A dir il vero, l'itinerario di Del Boca, anche se l'essenziale della sua opera tratta della colonizzazione italiana, non si limita alla storia. Nato nel 1925 a Novara, figlio di una famiglia di albergatori della val d'Ossola, nel Nord del Piemonte, fu nella resistenza sin da adolescente e giovane partigiano, soprattutto nella regione di Piacenza, prima di diventare giornalista. Fu soprattutto giornalista alla Gazzetta del Popolo e grande reporter in Algeria, poi in Africa ed in Medio Oriente.
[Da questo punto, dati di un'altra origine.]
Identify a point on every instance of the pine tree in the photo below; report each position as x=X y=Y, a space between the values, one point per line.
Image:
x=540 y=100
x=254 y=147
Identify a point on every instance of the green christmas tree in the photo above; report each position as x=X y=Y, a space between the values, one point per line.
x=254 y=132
Intervistò Mitterand durante il suo viaggio in Algeria all'indomani del 1° novembre 1954. Inviato speciale, fu il primo giornalista a percorrere il massiccio montuoso dell'Aurès da parte a parte alla fine dell'anno. La sua testimonianza, superbamente tradotta da Georges Arnaud, apparve con il titolo "Un inviato speciale nell'Aurès" in Les Temps Modernes un anno dopo. Fu uno dei primi ad aver pubblicato sulla "sporca guerra" del 1954-1962.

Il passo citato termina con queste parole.